Artist Coby Kennedy felt compelled to bring this injustice to light, by creating an eight-by-ten-by-six-feet sculpture that replicates the exact dimensions of a solitary confinement cell. Framed by steel, the glass surfaces are etched with line renderings of the bed, barred window, and toilet that sparsely furnish the inhumane settings. Alongside these diagrams are texts that draw parallels between the United States’ carceral centers and Guantanamo Bay, and also critique the gross abuses of civil liberties when innocent men and women are abducted for untried crimes. Viewed from the exterior and lit from below, the sculpture also pays tribute to the overwhelming endurance that Browder, alongside his family members, struggled to maintain.

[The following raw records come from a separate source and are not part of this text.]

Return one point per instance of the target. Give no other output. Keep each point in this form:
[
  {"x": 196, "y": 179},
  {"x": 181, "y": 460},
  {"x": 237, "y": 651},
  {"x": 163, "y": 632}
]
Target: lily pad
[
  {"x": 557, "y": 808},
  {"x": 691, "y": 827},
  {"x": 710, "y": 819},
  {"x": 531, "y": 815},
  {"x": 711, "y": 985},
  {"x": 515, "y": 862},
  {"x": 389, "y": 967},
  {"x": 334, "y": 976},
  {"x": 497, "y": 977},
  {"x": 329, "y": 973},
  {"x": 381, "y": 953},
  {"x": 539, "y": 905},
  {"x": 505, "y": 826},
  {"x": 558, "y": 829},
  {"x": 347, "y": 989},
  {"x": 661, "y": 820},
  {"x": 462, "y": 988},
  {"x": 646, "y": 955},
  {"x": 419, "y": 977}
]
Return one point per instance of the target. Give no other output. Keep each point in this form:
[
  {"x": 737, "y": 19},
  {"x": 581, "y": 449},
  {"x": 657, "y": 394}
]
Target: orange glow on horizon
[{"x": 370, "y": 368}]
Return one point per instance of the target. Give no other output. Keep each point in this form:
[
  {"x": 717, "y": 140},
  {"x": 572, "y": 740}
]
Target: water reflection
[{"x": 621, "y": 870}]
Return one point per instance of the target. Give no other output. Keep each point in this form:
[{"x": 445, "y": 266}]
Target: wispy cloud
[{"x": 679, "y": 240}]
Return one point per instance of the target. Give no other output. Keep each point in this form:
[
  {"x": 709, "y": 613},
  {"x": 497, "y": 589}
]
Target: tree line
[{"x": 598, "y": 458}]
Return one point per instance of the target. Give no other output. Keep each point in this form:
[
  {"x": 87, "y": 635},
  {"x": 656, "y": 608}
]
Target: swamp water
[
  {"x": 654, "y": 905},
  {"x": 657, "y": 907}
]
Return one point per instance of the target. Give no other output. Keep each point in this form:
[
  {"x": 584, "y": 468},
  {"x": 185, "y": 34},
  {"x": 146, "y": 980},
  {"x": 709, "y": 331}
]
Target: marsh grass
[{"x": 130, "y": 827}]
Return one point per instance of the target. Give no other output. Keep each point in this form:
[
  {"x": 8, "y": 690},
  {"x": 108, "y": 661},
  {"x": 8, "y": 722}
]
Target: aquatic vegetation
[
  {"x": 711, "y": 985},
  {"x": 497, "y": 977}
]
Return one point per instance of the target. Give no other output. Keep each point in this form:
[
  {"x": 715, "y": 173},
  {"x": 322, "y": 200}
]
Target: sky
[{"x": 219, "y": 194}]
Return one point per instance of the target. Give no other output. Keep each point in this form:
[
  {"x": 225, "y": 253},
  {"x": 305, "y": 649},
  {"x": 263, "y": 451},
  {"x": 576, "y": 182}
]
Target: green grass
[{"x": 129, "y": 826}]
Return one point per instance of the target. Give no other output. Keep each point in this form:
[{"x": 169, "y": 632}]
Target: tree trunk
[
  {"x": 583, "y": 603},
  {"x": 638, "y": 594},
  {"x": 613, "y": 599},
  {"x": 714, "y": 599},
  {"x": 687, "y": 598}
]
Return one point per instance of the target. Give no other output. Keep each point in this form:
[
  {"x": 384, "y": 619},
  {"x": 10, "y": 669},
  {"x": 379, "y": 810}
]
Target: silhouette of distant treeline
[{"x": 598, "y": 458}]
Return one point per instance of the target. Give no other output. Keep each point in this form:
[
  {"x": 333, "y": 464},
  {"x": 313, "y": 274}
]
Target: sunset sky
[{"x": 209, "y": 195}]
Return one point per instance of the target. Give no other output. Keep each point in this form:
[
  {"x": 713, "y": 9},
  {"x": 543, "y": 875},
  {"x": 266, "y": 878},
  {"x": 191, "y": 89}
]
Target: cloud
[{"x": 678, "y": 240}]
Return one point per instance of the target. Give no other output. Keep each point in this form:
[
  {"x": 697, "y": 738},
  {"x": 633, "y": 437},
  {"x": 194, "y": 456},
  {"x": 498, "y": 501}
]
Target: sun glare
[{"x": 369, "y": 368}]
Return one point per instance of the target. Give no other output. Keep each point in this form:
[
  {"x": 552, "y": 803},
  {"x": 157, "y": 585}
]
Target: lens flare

On the motivation behind his work, Kennedy notes, “I was incredibly moved by the story of Kalief Browder, because what he experienced has been my own personal fear since I was a child: the idea that I could be abducted by a government institution and held without proper cause. Although I can only imagine what he actually experienced, I could viscerally feel the determination and pure strength of will that it took to come out on the other side of that kind of imprisonment and constant abuse. It is my hope that, when viewers happen upon this sculpture, they can empathically feel the weight of being put into a box and having it become your life for a long, unknowable future. Hopefully, they can transcend the watered-down words used in mass media to describe the incarceration process, and instead start to feel the reality of the literal torture that continues daily in the prisons of America.”
About the Artist
Coby Kennedy (b. 1977; lives and works in New York) uses the communication tools of the advertising and entertainment industry to create paintings, videos and sculptures that hint at unspoken truths, the modern culture of veiled intent, and the questions of subjective realities. A graduate of Columbia University’s Fine Art MFA and Pratt Institute’s Industrial Design BA programs, the artist and industrial conceptual designer has completed residencies at the Skowhegan School of Painting and Sculpture (2011), Red Bull Arts Detroit (2016), and Anderson Ranch Arts Center (2018). Kennedy is the recipient of the Civil Society Institute Fellowship and One World Award, and has exhibited work domestically and internationally, in Japan, South Africa, and Italy.